A spokesperson for the Russian Ministry of Foreign Affairs did not want to talk about Chechnya

Russia’s Ministry of Foreign Affairs really does not want to talk about Chechnya, it seems.

At least that is what a video showing one of their spokespeople arguing with a journalist suggests.

Erkka Mikkonen, a journalist working for Finnish broadcaster Yleisradio, asked about the plight of gay men in Chechnya during a press conference on Wednesday (31 May).

Prior to asking his question, Mikkonnen made a joke calling the Chechnya situation the ministry’s ’favorite subject’.

That already did not go down well, with the spokesperson insisiting: ’It is your favorite subject’.

Mikkonen then asked where the Ministry stood on two key questions.

‘As you know, in the West this situation causes concern, which last time was shown in Paris [when French President Emmanuel Macron met Vladimir Putin],’ he said.

‘As Chechnya is part of Russia, I wanted to ask you: do you agree with the Chechen claims that there are no homosexuals in Chechnya?

‘And how does this situation in general affect the relations between Russia and the EU?’

Instead of answering, the woman asked Mikkonen for his name and employer, before turning straight to the camera to address Chechen president Ramzan Kadyrov.

‘Dear Mr Kadyrov, today at our briefing there is a representative of Finnish television, Erkka Mikkonen,’ she said.

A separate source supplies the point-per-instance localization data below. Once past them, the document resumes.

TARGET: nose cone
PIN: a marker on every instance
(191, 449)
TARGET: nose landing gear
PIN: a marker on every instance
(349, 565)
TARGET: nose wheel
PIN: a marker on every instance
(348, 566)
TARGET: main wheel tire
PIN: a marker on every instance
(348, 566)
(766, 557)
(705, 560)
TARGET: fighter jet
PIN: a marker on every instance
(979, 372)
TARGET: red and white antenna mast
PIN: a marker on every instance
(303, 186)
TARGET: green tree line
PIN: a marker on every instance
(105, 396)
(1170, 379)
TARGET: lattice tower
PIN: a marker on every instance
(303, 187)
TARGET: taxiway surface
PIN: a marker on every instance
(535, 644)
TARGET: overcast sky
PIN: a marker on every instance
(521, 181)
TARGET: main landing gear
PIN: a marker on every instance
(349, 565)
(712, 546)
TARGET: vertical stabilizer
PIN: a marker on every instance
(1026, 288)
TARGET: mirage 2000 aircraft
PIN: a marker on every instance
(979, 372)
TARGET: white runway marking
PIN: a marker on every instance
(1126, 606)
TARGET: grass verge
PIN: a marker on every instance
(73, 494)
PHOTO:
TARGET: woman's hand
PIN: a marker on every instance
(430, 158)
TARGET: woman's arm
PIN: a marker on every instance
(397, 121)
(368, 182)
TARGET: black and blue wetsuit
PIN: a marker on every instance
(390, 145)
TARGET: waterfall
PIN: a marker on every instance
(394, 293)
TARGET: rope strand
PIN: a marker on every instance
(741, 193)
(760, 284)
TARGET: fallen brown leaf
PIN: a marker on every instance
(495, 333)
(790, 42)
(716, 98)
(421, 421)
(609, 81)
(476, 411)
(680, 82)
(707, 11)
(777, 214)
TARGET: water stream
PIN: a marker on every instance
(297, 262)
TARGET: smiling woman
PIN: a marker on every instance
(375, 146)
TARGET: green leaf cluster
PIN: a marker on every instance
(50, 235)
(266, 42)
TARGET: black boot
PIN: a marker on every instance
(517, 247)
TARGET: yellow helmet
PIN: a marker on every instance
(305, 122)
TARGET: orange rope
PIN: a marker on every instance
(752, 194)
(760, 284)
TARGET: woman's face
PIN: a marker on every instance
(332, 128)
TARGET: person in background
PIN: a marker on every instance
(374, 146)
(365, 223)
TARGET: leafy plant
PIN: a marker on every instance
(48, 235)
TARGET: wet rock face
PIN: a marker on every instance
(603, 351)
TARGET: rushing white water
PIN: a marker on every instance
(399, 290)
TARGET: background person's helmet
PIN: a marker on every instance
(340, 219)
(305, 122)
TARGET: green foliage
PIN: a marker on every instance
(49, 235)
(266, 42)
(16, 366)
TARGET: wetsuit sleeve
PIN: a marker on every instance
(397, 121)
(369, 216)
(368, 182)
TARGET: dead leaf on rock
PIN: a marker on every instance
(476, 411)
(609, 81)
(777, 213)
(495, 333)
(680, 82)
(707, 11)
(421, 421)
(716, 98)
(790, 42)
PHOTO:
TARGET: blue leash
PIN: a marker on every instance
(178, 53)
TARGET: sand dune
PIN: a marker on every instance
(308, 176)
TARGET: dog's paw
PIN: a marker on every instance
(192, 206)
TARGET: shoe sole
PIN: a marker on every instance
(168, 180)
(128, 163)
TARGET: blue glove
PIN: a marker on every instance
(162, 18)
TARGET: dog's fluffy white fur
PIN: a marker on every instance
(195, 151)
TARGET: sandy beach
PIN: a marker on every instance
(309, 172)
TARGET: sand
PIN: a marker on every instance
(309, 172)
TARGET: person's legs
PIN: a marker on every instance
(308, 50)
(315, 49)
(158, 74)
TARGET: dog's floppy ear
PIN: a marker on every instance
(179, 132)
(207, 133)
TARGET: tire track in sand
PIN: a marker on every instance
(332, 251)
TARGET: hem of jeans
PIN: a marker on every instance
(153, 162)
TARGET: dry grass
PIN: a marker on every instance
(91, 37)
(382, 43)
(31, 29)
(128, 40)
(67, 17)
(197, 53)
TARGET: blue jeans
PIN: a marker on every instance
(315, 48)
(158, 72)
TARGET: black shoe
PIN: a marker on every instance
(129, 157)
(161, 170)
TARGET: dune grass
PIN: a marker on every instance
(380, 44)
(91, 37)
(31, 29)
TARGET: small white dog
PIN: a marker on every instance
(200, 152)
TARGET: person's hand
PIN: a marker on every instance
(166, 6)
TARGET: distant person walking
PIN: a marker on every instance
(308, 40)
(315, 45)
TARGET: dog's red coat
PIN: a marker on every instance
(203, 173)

‘He is very interested in the subject of the presence of gays in Chechnya – or their absence.

‘This is not a question for a Foreign Ministry spokesperson.

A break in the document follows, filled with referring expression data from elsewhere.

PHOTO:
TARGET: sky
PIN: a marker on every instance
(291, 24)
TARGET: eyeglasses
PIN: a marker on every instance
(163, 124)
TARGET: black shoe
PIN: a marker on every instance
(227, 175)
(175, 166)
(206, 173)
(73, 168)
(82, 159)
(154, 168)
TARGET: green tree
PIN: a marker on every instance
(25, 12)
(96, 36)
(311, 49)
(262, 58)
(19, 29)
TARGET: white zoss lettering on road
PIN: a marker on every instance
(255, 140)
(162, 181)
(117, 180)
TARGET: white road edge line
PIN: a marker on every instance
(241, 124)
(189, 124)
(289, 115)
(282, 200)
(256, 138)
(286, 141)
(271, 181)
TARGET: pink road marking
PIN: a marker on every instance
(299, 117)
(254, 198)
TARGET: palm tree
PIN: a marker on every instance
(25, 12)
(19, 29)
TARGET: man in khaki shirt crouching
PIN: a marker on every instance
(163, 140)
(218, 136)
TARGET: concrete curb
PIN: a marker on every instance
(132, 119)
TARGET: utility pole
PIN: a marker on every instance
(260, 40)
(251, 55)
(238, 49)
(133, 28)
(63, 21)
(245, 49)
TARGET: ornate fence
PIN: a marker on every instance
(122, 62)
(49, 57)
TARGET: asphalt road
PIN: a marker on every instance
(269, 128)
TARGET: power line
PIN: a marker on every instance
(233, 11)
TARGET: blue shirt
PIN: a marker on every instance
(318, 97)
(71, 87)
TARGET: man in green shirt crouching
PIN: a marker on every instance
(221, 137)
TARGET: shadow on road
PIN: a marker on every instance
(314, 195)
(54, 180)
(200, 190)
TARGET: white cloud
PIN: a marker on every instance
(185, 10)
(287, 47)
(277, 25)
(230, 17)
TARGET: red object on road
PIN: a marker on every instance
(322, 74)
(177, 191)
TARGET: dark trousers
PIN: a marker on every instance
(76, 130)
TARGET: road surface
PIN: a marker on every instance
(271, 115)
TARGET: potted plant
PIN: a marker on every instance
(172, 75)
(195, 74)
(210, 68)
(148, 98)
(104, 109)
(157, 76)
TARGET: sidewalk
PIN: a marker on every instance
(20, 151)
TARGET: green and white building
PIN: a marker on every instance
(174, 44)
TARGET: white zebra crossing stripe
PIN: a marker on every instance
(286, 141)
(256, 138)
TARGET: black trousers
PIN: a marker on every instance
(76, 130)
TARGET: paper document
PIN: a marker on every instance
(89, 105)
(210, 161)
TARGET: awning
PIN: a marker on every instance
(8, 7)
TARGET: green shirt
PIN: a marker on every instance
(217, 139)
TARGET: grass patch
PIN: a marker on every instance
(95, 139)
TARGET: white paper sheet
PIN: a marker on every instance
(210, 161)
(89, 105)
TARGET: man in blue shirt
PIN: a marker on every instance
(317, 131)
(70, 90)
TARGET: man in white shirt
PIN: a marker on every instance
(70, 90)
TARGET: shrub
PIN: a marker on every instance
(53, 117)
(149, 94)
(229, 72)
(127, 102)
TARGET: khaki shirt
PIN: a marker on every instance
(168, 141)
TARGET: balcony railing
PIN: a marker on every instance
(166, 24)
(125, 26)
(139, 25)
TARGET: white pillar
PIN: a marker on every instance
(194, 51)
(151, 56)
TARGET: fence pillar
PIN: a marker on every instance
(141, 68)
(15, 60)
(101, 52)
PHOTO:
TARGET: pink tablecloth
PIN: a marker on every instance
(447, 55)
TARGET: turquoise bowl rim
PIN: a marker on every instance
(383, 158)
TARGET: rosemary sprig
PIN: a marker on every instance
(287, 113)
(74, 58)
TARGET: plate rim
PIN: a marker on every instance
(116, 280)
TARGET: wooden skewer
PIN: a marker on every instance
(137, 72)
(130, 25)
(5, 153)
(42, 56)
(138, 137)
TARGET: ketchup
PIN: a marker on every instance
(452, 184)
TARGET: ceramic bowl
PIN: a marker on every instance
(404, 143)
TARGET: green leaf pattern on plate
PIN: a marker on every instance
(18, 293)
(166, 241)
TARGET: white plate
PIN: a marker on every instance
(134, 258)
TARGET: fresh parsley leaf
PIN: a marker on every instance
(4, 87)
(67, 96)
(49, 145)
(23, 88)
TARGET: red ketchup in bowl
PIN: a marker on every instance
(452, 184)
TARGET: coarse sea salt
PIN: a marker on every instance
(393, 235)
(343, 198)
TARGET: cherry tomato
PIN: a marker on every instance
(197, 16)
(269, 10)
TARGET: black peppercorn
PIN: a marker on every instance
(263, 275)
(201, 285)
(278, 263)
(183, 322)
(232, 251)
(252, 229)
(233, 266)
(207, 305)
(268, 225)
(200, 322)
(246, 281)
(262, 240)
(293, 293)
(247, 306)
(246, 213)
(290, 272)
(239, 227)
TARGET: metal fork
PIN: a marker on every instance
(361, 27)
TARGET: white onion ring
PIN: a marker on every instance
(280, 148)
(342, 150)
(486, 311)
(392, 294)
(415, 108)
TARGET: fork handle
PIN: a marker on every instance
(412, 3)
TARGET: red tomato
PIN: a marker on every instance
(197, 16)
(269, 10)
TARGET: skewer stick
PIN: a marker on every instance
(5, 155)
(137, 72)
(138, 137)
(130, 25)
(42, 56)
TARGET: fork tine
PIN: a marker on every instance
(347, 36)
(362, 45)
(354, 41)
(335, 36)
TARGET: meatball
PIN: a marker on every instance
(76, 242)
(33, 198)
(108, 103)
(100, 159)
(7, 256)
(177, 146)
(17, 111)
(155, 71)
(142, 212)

‘Could you organize a trip to the Chechen Republic for this particular journalist? [T]here he will be able to find answers to all his questions.’

She then turned to Mikkonen and said she had done ‘everything I could’ and told him to take his question to Chechnya directly and to speak to NGOs and the government.

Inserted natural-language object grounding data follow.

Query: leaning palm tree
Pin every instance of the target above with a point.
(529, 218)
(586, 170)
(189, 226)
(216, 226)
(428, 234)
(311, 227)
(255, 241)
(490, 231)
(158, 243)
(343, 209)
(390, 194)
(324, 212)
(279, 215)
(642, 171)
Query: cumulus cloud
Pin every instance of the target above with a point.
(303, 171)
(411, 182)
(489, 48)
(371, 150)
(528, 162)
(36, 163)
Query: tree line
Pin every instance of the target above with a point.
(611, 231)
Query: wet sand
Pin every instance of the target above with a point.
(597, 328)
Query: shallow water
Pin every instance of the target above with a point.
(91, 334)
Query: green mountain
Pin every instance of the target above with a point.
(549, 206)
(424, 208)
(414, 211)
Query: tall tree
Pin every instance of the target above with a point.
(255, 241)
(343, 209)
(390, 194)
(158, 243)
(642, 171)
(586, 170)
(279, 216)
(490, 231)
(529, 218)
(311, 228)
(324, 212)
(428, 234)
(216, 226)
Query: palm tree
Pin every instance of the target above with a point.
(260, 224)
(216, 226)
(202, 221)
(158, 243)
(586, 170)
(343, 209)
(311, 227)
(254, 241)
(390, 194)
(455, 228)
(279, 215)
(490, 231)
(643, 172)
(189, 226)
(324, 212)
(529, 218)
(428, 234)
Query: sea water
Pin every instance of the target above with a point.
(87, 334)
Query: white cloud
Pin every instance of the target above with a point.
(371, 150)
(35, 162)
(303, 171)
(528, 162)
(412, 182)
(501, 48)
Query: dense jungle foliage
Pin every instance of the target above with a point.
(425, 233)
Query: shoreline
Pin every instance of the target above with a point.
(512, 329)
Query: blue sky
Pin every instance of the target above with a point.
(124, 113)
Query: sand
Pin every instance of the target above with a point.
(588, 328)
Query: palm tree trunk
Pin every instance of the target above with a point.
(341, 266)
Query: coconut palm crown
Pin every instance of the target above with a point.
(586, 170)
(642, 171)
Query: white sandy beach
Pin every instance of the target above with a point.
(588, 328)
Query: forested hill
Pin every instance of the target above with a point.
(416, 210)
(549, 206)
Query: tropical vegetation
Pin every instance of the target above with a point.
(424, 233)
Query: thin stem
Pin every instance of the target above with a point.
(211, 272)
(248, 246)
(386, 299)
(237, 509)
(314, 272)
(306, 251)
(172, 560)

‘Why do you politicize this subject,’ she said.

‘Why do you come to the Ministry of Foreign Affairs and beging to talk on your favorite subject?

‘I understand that it is your favorite subject. But again, there is Chechnya, go there and write a good article.’

But Mikkonen did not back down, and asked whether he could take her answers as a refusal to answer.

He also repeated his question, but the spokesperson still refused to answer. Instead she told him once more to go to Chechnya.

She repeated the same statement less than a minute later, after Mikkonen said he had already conducted interviews with survivors hiding out in Moscow, and once more at a later time.

When the briefing ended, the spokesperson turned to Mikkonen and asked whether he was getting ready to go to Chechnya.

Mikkonen just replied he did not get an answer.

‘What answer? You for the main thing – you got an invitation,’ the spokesperson said.

‘Little remains to be done – to get ready. But you aren’t afraid, are you?’

She later said Russia ‘would take care’ of Mikkonen and take him to Chechnya.

But that still was not the end of it.

When Mikkonen asked whether he should be afraid, the woman said he should decide for himself, before bringing out the ‘fake news’ claims.

‘Do you want to get true information or – so to say – discuss rumors,’ she said.